Selemani Msey, TAYOTA’s Community Engagement Officer, says fear and stigma are powerful barriers.

“Most incidents happen quietly. Children are afraid to speak out, and families fear shame. That’s why we must go into the community and identify these cases ourselves.”

Amid the grim realities, efforts are underway to change the narrative. Through its child protection initiative Pamoja Tuwalinde (“Together Let Us Protect Them”), implemented under the Tanga Yetu programme with support from Fondation Botnar, TAYOTA is strengthening grassroots systems to prevent abuse before it occurs.

At the centre of this effort are MTAKUWA committees, community-based structures tasked with safeguarding children at ward and street levels.

MTAKUWA committees in Tanzania are local, community-based and institutional structures established to combat violence against women and children, aligned with the National Plan of Action (NPA-VAWC).

“We are building their capacity to detect cases early, conduct home visits, counsel families and report abuse to the proper authorities,” Bwire says.

“Protection must start where children live, not after the damage is done.” Instead of waiting for police reports, these committees are being trained to actively search for warning signs within their communities.
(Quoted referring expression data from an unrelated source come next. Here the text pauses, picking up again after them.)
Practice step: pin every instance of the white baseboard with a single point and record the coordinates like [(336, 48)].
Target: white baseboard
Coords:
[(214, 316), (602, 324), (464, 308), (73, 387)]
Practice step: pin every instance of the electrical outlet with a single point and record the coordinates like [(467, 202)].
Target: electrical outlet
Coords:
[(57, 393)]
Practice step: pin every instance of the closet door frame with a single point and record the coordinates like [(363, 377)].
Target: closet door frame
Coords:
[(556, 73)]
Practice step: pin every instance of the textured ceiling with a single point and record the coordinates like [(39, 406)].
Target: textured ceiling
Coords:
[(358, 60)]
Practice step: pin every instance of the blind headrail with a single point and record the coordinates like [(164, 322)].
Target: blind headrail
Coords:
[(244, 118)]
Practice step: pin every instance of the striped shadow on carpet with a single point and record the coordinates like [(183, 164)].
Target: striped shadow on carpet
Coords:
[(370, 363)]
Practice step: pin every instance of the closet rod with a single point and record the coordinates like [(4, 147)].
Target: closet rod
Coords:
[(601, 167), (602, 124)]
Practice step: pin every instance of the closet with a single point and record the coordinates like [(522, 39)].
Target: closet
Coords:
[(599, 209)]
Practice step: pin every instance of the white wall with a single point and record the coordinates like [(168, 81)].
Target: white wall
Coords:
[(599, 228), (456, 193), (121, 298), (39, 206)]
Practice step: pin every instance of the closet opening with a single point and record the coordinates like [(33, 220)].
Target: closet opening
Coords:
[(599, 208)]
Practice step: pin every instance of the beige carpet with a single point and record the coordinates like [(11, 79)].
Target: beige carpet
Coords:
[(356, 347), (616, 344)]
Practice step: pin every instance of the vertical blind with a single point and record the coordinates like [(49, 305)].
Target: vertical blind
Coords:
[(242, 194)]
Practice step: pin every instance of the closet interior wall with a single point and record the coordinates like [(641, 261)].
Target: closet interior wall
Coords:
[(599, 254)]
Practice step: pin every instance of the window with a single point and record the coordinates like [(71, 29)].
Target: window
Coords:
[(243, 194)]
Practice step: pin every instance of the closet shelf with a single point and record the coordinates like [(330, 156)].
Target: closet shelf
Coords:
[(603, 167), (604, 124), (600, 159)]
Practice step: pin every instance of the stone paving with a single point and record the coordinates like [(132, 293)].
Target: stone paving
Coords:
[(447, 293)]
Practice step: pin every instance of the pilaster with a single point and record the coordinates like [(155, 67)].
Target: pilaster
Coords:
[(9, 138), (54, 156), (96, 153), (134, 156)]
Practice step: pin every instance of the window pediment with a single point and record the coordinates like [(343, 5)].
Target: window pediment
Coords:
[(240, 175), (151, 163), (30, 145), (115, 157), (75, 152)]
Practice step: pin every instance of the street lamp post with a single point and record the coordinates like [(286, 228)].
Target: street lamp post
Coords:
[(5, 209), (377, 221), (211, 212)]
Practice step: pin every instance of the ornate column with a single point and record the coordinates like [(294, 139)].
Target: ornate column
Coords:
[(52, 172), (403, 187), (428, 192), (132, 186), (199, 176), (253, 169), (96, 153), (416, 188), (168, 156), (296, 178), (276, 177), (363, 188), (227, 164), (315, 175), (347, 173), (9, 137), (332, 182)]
Committee members are being trained to map high risk areas, monitor vulnerable children, conduct household visits, raise awareness on gender-based violence and document cases and ensure timely referrals “You cannot protect children from offices,” Bwire notes.

“Protection must start in the streets and homes where these risks occur,” he adds.

So far, TAYOTA has trained MTAKUWA committees in seven of Tanga City’s 27 wards, as well as in four neighbour hoods identified as hotspots for child abuse.

The organisation has also reached 38 primary and secondary schools with awareness and prevention programmes.

During a recent session with the Mwanzange Ward MTAKUWA committee, Bwire challenged leaders to confront the crisis directly.

“What kind of nation are we building if we allow these acts to continue?” he asked.

“We risk raising a generation shaped by fear, trauma and anger. We must unite to end this violence,” he adds.

Committee members are now conducting door-to-door sensitisation campaigns, collaborating with teachers and religious leaders and encouraging residents to report abuse without fear.

For many, the work is deeply personal. “These children are ours,” one committee member says.

“If we stay silent, we become part of the problem.” Child rights advocates say community vigilance is beginning to yield results, with more cases being reported and survivors receiving counselling and legal support.

While challenges remain, including poverty, weak enforcement and entrenched cultural taboos; organisations like TAYOTA believe empowering communities offers the most sustainable path to change.

“The solution is not only in laws,” Bwire says, adding “It is in people standing up for children.”

For the girl who ran away, safety came only after neighbours intervened and connected her to support services. Her painful story has become a rallying cry for change.

In Tanga, the message is growing louder: Silence protects abusers, but communities can protect children.